# Afraid of heights?



## amy22 (Jul 5, 2013)

My cat Freja is a rescue from the humane society; she's been with me for a little under a week. Last night she slept on my bed for the first time. I left her comfortably this am only to return 6 hours later with her still there. She kept walking up to the edge and peering over before walking back to the middle. I try not to pick her up as much as possible so she can feel in control, but I had to rescue her as she wasn't getting any water. I put a box by the bed to help her step up and down which she has used now both going up and down.
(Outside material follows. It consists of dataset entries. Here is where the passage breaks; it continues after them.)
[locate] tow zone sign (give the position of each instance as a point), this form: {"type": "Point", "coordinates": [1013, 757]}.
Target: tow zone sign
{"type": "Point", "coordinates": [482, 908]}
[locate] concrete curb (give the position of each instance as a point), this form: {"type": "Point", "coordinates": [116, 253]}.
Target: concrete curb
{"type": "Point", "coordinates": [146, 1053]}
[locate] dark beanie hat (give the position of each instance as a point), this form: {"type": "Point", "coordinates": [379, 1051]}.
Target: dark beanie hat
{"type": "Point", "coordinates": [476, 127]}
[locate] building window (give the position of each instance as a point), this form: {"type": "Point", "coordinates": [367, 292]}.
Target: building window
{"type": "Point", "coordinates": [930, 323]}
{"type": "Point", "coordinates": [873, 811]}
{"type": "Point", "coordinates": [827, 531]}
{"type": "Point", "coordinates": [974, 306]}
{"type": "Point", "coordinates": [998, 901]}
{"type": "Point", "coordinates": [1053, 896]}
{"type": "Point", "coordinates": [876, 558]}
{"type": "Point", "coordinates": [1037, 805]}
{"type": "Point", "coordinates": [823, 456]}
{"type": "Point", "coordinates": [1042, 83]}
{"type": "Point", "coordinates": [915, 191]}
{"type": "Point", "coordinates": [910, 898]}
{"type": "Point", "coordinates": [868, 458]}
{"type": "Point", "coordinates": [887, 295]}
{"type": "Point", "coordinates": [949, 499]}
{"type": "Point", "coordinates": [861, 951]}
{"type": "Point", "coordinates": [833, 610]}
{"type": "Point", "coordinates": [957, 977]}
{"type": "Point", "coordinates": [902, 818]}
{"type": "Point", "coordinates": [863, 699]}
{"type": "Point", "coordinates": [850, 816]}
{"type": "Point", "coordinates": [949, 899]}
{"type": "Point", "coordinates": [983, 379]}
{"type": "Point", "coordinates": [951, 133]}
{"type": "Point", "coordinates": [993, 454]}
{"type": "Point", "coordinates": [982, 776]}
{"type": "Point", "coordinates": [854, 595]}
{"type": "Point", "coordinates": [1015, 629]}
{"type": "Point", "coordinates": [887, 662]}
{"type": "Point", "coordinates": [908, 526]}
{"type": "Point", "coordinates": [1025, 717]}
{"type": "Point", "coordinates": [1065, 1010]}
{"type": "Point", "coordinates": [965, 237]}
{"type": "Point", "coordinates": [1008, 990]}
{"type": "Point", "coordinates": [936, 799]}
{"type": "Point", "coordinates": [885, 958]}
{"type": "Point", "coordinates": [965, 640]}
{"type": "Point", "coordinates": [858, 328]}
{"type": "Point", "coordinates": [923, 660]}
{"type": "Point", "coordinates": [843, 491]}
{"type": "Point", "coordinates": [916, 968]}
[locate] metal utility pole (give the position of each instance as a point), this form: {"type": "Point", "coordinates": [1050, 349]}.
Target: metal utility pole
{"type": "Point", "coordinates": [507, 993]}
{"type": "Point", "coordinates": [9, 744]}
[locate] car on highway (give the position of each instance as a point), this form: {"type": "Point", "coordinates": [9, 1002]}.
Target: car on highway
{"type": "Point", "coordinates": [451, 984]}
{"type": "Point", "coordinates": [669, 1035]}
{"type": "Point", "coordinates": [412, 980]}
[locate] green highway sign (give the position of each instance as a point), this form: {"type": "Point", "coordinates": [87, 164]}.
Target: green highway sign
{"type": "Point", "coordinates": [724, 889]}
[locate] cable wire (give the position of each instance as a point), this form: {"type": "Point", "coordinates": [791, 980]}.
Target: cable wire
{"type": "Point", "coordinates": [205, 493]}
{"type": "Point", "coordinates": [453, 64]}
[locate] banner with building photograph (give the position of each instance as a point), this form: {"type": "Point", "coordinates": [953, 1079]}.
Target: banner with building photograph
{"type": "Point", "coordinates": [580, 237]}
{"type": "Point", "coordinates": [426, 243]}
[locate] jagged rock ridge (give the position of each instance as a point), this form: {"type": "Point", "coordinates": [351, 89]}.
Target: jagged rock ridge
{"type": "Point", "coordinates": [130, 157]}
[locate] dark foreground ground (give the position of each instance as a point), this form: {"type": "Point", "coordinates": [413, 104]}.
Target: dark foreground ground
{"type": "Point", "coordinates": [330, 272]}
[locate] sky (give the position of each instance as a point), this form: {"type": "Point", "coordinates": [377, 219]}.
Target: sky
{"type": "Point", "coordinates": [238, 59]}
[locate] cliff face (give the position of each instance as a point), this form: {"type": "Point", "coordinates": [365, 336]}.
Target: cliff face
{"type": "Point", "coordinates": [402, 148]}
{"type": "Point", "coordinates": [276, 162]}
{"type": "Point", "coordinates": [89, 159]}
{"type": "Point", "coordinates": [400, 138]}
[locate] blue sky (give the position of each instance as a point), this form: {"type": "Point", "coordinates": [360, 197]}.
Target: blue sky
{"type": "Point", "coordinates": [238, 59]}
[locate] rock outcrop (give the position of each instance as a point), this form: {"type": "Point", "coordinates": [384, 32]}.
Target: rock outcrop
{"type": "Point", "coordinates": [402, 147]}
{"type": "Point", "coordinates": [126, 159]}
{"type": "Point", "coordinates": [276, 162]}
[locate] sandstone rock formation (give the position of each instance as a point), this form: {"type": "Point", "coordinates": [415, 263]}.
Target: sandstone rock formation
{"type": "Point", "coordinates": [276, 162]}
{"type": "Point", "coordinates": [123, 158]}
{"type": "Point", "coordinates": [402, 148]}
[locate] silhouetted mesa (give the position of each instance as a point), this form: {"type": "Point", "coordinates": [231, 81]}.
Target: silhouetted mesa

I always thought cats liked high places and I've never seen a cat "afraid of heights." Has anyone else seen this kind of behavior in a cat? She is cross-eyed (a feature I only just noticed today) so I don't know if that affects her depth perception. I'm afraid to leave her alone for fear she'll get stranded while I'm at work.


----------



## Marcia (Dec 26, 2010)

She may be afraid of high places, or it might be something else. Maybe afraid of something or someone jumping out from under the bed (past bad experience?). I have pet stairs in two locations because two of my cats are so old, but even the younger cats use them. Zipper and Missy don't jump at all so the steps are essential if we want them to join us on the bed. You can get some for about $35 from Amazon, but I have found that they need reinforcement after a couple years. I have to put a screw and nut on them to keep them from collapsing. Probably from my 22 pound Jack using them! Other than that they are a good deal.


----------